Women have virtually no agency in this oppressive dystopia.  However, the protagonist still manages to find ways to subvert by following the motto “nolite te bastardes carborundorum” (Atwood 235).  Offred comments on her agency by stating that “there wasn’t a lot of choice but there was some, and this is what I chose” (Atwood 94).


Angels in America

In Tony Kushner’s epic play, every character is faced with choices.  Two examples include:

Prior Walter’s decision to live

In his plea, he references people throughout history who have exercised agency to ensure their own survival.
“I want more life. I can't help myself. I do. I've lived through such terrible times and there are people who live through much worse. But you see them living anyway” (Kushner 266).

Belize’s gender performativity

Despite the doctor’s disapproval, Belize sassily chooses to dress according to his own sense of style in his workplace:
     Henry: Why are you dressed like that?
     Belize: You don’t like it?
     Henry: Doctors are supposed to wear white.
(Kushner 154)
In the film, Belize is shown wearing pink.  His disregard for the rules of his workplace is an act of subversion.  However, because he works the nightshift, Belize does not often appear to interact with authority figures.  Therefore, he has more freedom to assert his agency.

Works Cited


Butler, Judith. Gender Trouble. New York: Routledge, 2006. Print.

Butler, Octavia. Bloodchild and Other Stories. 2nd Ed. New York: Seven Stories Press, 2005. Print.

Foss, Sonja K., Karen A. Foss, and Mary E. Domenico. Gender Stories: Negotiating

Identity in a Binary World. Long Grove, IL: Waveland, 2013. Print.

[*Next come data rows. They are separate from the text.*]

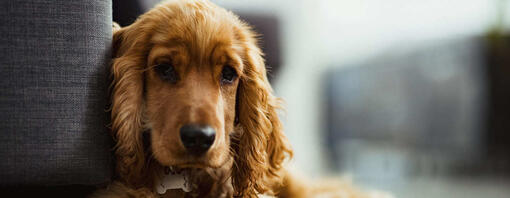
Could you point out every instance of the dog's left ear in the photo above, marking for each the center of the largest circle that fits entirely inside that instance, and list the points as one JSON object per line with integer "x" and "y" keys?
{"x": 262, "y": 147}
{"x": 127, "y": 105}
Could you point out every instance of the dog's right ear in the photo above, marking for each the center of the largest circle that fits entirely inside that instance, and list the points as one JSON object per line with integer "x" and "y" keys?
{"x": 127, "y": 106}
{"x": 117, "y": 38}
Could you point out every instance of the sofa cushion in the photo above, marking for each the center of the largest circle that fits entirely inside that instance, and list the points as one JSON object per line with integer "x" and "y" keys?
{"x": 53, "y": 86}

Johnson, Walter. “On Agency.” Journal of Social History 37.1 (2003) 113-124. Print.

Kushner, Tony. Angels in America. New York: Theatre Communications Group, 2003. Print.

The Matrix. Dir. Anthony Wachowski and Larry Wachowski. Perf. Keanu Reeves, Laurence Fishburne, Carrie-Anne Moss, Joe Pantoliano, and Hugo Weaving. Warner Bros. Pictures, 1999. Film.

More, Thomas. Utopia. New York: Simon & Brown, 2011. Print.